File System Analysis

Linux also provides the FUSE API for implementing file system drivers in userspace. This is considered valuable for prototyping file system implementations, but file system drivers are usually converted into kernel space versions, in order to achieve supererior performance.

A pure userspace file system implementation faces numerous challenges which make obtaining comparable performance difficult.

The first relevant issue is the so-called "page cache". There must be a centralized cache of memory to minimize memory usage and enable any application to access this cache. Therefore, the kernel must be able to manage the page cache entries with the helper of file system drivers (for example, to flush dirty pages out to disk).

Along with the "page cache", the results of path lookups should also be cached. Using Linux, the dirent cache is consulted along every step of the traversal. For optimal performance, this lookup must be done by a central authority. The result of path lookup is further complicated by the mutable nature of the file system. When a file is deleted, the central authority must be made aware of this deleting to not end up with a stale cache.

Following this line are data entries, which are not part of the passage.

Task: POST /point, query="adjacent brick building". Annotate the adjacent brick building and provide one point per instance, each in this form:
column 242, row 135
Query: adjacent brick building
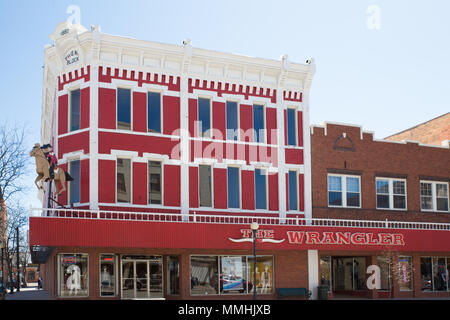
column 176, row 151
column 359, row 178
column 435, row 132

Another notable problem is that of frequent context switches. When a userspace program requests to read 2048 bytes from a file, they would likely make a request to some central authority. This request then gets routed to the proper userspace driver (if the requested page is not in the "page cache"). At this point, the device driver must locate the disk sector which contains the relevant data. In the simply case, this can be done without any communication with the disk driver. However, actually reading the data requires calling into the disk driver. Finally, when the disk driver receives a completion event, the chain unravels, passing through the device driver into the cetral authority and then back the requesting application. On a single-processor system, this requires at least 4 context switches.

However, imagine instead this scenario with a 16 core machine that is actively reading an entire 32 MiB file. When doing sufficently large amounts of IO, the effective operation cost be bounded by the speed of the disk itself. To read the 32 MiB file as quickly as possible, it is enough to ensure the disk's queue of read requests is always full. During this scenario, the separate processes will run on separate cores, communicating with each other through lock-less SPSC queues (think Linux io_uring). In this scenario, throughput is maximized, since the file system driver can submit multiple blocks to be read at once.

Notice, this requires the underlying application uses asynchronous IO itself, will allows it to drive more and more requests for data. When using a synchronous IO, the kernel would have to specutively prefetch subsequent sectors to acheive a similar effect.

The conclusion is thus that asynchronous IO can tolerate the increased context switches readily, and although there is higher latency when the "page cache" is missed, throughput should be unaffected.

IPC Wake Up

Another serious issue to consider is the mechanism to wake tasks which have received requests over the IPC mechanism. In Linux io_uring, a system call (io_uring_enter) is used to notify the kernel there is work to do. Alternatively, an application can request the kernel busy-poll its submission queue for new entries. Note this assumes that the IPC is purely asynchronous.

In a multi-processing scenario, the responsible task could already be awake and busy, and thus the calling program needs not wakeup anyone. However, it is equally possible that the task needs to be awoken. To do this, the kernel itself must perform some sort of mediation. This could be implemented by calling into the kernel, which would then attempt to schedule the relevant task, before returning to the caller.

It would be nice if the caller could directly call into the responsible task (using an interrupt vector), but this cannot be considered scalable (given that only 255 vectors are available). More research would be needed to determine the optimal mechanism for this case.